Cardiac-type Chest Pain Presenting in Primary Care

oPatientPlus articles are written by UK doctors and are based on research evidence, UK and European Guidelines. They are designed for health professionals to use, so you may find the language more technical than the condition leaflets.

It is often difficult to be certain as to whether chest pain is of cardiac or non-cardiac cause.[1] A full history should be taken from the patient to assess the need for either immediate hospital admission or urgent hospital referral.

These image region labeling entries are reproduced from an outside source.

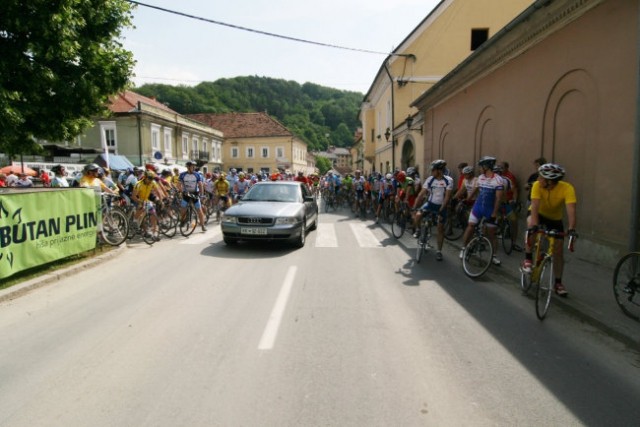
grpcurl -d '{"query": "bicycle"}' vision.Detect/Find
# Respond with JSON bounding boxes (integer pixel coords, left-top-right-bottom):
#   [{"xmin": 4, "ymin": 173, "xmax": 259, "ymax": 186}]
[
  {"xmin": 613, "ymin": 252, "xmax": 640, "ymax": 320},
  {"xmin": 416, "ymin": 211, "xmax": 438, "ymax": 264},
  {"xmin": 497, "ymin": 204, "xmax": 515, "ymax": 255},
  {"xmin": 101, "ymin": 193, "xmax": 129, "ymax": 246},
  {"xmin": 391, "ymin": 200, "xmax": 411, "ymax": 239},
  {"xmin": 462, "ymin": 218, "xmax": 493, "ymax": 278},
  {"xmin": 520, "ymin": 229, "xmax": 577, "ymax": 320}
]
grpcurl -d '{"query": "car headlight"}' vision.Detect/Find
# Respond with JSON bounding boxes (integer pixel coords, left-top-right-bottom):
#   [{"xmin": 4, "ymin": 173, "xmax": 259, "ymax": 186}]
[
  {"xmin": 222, "ymin": 215, "xmax": 238, "ymax": 224},
  {"xmin": 276, "ymin": 217, "xmax": 299, "ymax": 225}
]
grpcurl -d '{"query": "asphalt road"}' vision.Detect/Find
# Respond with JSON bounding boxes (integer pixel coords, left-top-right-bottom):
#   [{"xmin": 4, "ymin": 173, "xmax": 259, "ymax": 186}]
[{"xmin": 0, "ymin": 214, "xmax": 640, "ymax": 426}]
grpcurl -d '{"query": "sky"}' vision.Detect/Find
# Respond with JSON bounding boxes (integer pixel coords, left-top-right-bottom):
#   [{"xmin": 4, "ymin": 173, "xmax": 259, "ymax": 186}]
[{"xmin": 122, "ymin": 0, "xmax": 440, "ymax": 94}]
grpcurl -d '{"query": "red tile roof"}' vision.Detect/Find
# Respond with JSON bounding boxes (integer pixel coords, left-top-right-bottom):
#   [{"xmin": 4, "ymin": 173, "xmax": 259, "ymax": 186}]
[
  {"xmin": 187, "ymin": 113, "xmax": 293, "ymax": 138},
  {"xmin": 109, "ymin": 90, "xmax": 178, "ymax": 114}
]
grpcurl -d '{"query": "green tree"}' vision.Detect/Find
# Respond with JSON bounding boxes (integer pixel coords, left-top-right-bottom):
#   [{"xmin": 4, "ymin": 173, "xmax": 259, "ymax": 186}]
[{"xmin": 0, "ymin": 0, "xmax": 134, "ymax": 154}]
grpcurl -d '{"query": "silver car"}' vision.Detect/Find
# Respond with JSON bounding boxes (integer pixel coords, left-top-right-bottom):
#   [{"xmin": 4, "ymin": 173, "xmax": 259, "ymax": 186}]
[{"xmin": 221, "ymin": 181, "xmax": 318, "ymax": 247}]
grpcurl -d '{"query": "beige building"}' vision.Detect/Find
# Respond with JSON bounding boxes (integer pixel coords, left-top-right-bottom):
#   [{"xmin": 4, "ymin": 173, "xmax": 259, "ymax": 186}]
[
  {"xmin": 412, "ymin": 0, "xmax": 640, "ymax": 264},
  {"xmin": 74, "ymin": 91, "xmax": 223, "ymax": 171},
  {"xmin": 360, "ymin": 0, "xmax": 532, "ymax": 173},
  {"xmin": 189, "ymin": 113, "xmax": 313, "ymax": 174}
]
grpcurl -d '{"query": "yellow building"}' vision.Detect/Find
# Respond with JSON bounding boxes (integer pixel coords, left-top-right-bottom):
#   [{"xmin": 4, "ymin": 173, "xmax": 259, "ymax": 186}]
[
  {"xmin": 360, "ymin": 0, "xmax": 533, "ymax": 173},
  {"xmin": 188, "ymin": 113, "xmax": 309, "ymax": 174}
]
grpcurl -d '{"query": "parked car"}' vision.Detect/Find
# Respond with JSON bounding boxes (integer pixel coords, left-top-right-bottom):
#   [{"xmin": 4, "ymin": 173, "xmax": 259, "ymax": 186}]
[{"xmin": 221, "ymin": 181, "xmax": 318, "ymax": 247}]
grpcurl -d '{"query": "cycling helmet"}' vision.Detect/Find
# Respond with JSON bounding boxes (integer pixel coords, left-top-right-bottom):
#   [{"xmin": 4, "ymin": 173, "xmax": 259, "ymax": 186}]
[
  {"xmin": 431, "ymin": 159, "xmax": 447, "ymax": 170},
  {"xmin": 462, "ymin": 166, "xmax": 473, "ymax": 175},
  {"xmin": 538, "ymin": 163, "xmax": 565, "ymax": 181},
  {"xmin": 478, "ymin": 156, "xmax": 496, "ymax": 169}
]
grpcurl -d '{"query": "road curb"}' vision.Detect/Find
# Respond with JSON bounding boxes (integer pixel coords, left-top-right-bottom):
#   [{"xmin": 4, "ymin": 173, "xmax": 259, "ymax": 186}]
[{"xmin": 0, "ymin": 244, "xmax": 127, "ymax": 303}]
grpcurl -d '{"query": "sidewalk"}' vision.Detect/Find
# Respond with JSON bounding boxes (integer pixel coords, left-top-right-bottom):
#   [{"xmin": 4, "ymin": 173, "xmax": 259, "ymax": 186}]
[{"xmin": 382, "ymin": 219, "xmax": 640, "ymax": 351}]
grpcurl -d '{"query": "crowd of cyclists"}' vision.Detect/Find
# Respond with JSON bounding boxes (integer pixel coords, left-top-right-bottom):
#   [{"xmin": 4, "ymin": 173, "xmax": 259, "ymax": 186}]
[
  {"xmin": 314, "ymin": 156, "xmax": 577, "ymax": 297},
  {"xmin": 27, "ymin": 156, "xmax": 576, "ymax": 296}
]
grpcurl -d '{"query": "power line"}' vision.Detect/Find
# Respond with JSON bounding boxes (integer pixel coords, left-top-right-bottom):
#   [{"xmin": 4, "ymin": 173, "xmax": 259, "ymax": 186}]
[{"xmin": 127, "ymin": 0, "xmax": 406, "ymax": 56}]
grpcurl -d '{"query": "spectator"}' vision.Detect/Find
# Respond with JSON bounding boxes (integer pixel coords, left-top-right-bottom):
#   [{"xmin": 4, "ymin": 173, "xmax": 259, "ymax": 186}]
[
  {"xmin": 38, "ymin": 169, "xmax": 51, "ymax": 187},
  {"xmin": 15, "ymin": 173, "xmax": 33, "ymax": 188}
]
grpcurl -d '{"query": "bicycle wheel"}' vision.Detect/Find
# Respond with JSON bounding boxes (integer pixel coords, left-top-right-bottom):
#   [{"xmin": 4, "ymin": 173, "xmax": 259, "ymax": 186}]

Any doubt should lead to referral to secondary care for further assessment, either to the local chest pain clinic or urgent hospital admission.

Rapid access chest pain clinics have improved diagnosis of incident angina in those with high risk of cardiovascular disease, but misdiagnosis rates are high and a recent study showed that a third of all cardiac events in subsequent follow-up occurred in those diagnosed with non-cardiac chest pain.[2] Experience may play some role but evidence suggests that increasing physician experience decreases threshold for admission without an increase in diagnostic accuracy.[3] GPs tend to use their previous experience of a patient's behaviour in comparison with the current consultation as well as textbook criteria to diagnose chest pain.[4]

Assessment for possible acute coronary syndrome[5]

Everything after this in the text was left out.